The announcement comes with the release of Michael Page’s 100 In-Demand Skills report, which was based on thousands of conversations with employers over decades in the industry. Outlining the best skills and attributes for securing employment, the list is a must for anyone attempting to sharpen their CV.
However, consumer research of over 2000 workers, carried out by Michael Page, found that less than half of Brits (44 per cent) recognise adaptability as a skill they see in themselves, and even fewer (15 per cent) admitted promoting this on their CV. This shows that in the job market today, this vital skill is both lacking and understated, presenting a promising strategy for those currently seeking employment.
Nick Kirk, UK Managing Director at Michael Page, said,
We expect the January job market to be incredibly busy, fed by activity last quarter when one in 40 workers looked for a new job1. As January is one of the most competitive times for both clients and candidates, it becomes even more vital to stand out during this busy period. Job seekers would certainly benefit from communicating how adaptable they are during the application process, to promote the qualities that employers value most and better align with their needs. As adaptability is often a hidden skill, candidates should leave their comfort zones and try new things, to showcase the skill that will help them get ahead in their search for a new job.

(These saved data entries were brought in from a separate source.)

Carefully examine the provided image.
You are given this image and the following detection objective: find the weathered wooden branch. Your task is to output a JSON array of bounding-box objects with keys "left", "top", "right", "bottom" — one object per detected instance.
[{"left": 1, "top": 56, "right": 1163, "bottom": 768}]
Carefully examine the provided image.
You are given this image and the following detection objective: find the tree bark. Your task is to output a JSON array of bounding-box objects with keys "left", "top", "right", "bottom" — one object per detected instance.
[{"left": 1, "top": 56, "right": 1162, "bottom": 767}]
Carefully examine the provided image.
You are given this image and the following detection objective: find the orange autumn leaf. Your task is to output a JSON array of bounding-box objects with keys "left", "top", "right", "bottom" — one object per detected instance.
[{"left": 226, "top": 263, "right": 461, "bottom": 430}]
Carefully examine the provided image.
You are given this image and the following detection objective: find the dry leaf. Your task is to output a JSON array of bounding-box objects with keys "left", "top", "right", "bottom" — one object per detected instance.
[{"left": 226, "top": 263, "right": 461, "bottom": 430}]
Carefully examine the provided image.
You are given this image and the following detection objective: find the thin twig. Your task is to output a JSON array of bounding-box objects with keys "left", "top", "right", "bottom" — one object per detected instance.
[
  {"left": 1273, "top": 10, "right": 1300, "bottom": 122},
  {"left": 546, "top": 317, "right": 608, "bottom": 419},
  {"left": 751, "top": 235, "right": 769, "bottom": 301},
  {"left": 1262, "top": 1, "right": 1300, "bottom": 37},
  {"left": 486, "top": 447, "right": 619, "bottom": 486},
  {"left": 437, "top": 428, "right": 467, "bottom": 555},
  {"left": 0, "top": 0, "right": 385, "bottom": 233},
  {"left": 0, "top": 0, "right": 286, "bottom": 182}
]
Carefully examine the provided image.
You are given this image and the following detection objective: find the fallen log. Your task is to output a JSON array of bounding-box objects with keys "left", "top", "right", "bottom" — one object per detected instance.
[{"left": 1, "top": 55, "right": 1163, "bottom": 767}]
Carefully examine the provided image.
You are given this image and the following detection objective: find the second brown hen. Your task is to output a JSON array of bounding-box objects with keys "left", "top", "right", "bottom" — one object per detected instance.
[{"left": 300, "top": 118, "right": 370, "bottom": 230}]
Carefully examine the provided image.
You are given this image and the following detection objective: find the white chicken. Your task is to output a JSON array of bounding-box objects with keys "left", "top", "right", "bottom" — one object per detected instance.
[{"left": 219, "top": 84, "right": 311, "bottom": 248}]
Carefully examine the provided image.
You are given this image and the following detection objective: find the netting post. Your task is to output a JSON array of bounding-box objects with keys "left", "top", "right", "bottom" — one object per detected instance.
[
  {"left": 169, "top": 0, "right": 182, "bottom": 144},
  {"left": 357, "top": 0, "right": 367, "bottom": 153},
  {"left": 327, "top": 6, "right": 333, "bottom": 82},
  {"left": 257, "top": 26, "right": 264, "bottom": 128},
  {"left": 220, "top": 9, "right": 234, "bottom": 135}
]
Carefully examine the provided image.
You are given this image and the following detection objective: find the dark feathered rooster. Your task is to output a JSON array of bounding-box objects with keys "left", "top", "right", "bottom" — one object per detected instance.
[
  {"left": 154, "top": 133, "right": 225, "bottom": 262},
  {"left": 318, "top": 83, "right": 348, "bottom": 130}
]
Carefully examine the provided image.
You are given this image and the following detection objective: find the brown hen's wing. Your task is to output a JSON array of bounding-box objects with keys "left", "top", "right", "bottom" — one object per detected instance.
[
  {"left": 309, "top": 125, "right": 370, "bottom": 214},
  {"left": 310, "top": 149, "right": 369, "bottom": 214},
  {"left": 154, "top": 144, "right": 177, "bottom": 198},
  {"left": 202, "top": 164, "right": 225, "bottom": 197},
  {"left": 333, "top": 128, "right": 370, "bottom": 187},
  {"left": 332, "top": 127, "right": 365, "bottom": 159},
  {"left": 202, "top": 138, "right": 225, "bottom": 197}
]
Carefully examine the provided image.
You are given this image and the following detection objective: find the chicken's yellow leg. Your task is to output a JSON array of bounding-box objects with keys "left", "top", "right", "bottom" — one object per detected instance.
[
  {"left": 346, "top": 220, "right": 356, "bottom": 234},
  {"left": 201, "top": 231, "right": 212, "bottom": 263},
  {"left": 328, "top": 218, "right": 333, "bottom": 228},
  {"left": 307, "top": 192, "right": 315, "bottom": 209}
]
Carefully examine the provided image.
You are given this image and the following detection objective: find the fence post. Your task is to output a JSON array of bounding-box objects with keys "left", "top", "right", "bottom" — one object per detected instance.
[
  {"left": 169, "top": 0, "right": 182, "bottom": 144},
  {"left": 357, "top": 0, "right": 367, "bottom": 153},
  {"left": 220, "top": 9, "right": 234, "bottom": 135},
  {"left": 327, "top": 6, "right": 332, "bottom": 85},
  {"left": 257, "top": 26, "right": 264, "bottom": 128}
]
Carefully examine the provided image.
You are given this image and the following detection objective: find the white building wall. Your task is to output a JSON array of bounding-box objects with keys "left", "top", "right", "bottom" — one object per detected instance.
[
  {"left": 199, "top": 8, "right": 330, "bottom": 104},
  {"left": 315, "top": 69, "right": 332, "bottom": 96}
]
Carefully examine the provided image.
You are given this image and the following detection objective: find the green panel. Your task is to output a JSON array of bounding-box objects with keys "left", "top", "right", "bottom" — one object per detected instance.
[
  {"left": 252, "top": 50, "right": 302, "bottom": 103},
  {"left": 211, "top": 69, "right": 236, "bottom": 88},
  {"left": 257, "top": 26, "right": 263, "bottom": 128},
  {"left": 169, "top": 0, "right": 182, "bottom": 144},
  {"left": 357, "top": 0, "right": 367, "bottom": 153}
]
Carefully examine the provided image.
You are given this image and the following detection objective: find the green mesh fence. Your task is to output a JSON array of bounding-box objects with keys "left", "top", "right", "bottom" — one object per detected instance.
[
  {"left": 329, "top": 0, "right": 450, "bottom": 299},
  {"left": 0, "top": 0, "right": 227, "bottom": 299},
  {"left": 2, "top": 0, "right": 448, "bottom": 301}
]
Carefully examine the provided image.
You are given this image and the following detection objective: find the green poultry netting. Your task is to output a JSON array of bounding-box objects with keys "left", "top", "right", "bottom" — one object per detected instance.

The survey also drilled deeper into the development and articulation of candidates’ skillsets, which revealed:
Almost everyone (96 per cent) agreed employers require more skills now than ever before. However, only nine per cent strongly agree they know all their skills and only six per cent know how many skills to highlight to an employer. One third (32 per cent) of people don’t know what skills an employer is looking for, pressing the need for employers to articulate what they are looking for in a prospective candidate. Almost half (45 per cent) believe their skillset has changed significantly in the last 10 years. However, only one in ten (10 per cent) strongly agree to expect to learn new skills in the next 12 months
Our research shows something of a disconnect between employers’ expectations and candidates’ beliefs in their own skills. We know that employers are increasingly looking for specific skillsets in candidates. It’s why, at Michael Page, we are committed to helping our candidates hone and articulate their skillsets in a way that makes them stand out in a very congested market. The demand for more skills also demonstrates how adaptability will be an incredibly powerful skill for candidates to identify in 2019.